Muchos de los problemas que tienen las pymes con su web no vienen del diseño en sí, sino de decisiones tomadas antes o durante el proceso de contratación.

No definir el objetivo antes de empezar

Encargar "una web" sin tener claro si el objetivo es que llamen, que reserven o que compren lleva a un diseño confuso que no prioriza nada con claridad.

Elegir solo por precio

El presupuesto más barato suele significar plantilla genérica, sin personalización real ni SEO básico incluido. No siempre el precio más bajo sale más barato a largo plazo.

No preguntar por la propiedad del dominio

Como hemos comentado en otros artículos, no saber a nombre de quién queda el dominio es uno de los descuidos que más problemas trae a futuro.

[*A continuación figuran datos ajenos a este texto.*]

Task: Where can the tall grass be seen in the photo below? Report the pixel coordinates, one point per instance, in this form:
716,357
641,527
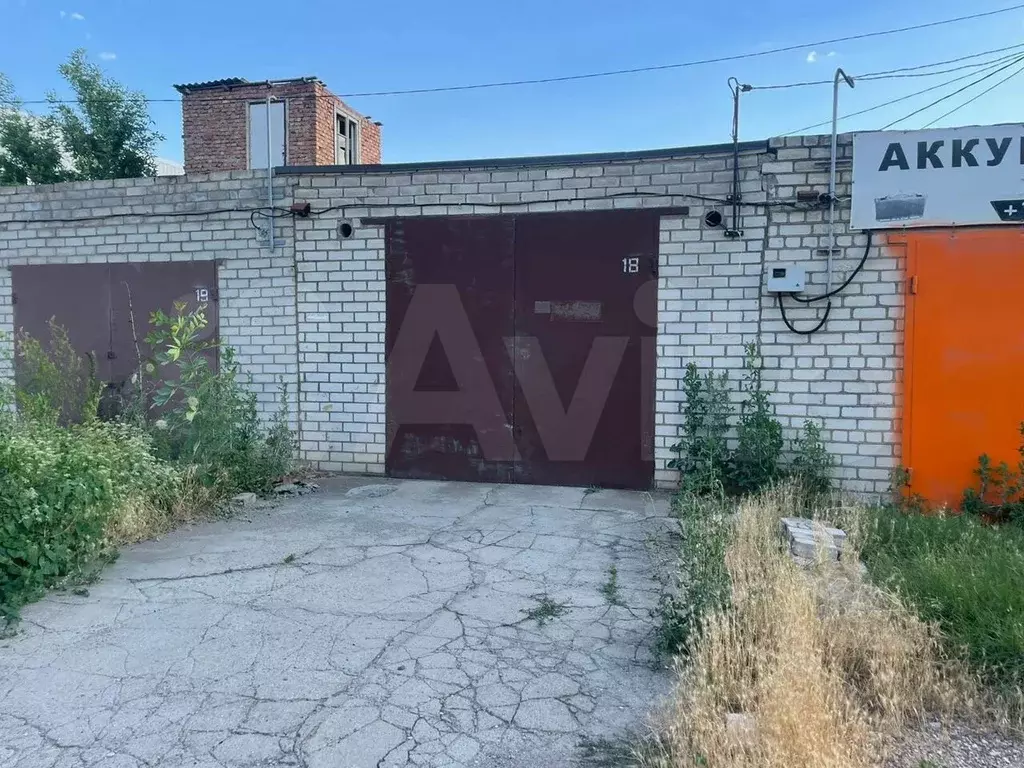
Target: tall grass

Aceptar plazos poco realistas

Un proveedor que promete tu web en 24 horas suele estar usando una plantilla sin personalizar. Una web bien hecha, aunque sea sencilla, necesita al menos unos días de trabajo real.

No revisar el contrato antes de firmar

Cuotas de mantenimiento obligatorias, permanencia mínima, penalizaciones por cancelación: toda esta información suele estar en la letra pequeña que casi nadie lee antes de firmar.

Evitar estos cinco errores reduce drásticamente las probabilidades de arrepentirte de tu elección de proveedor.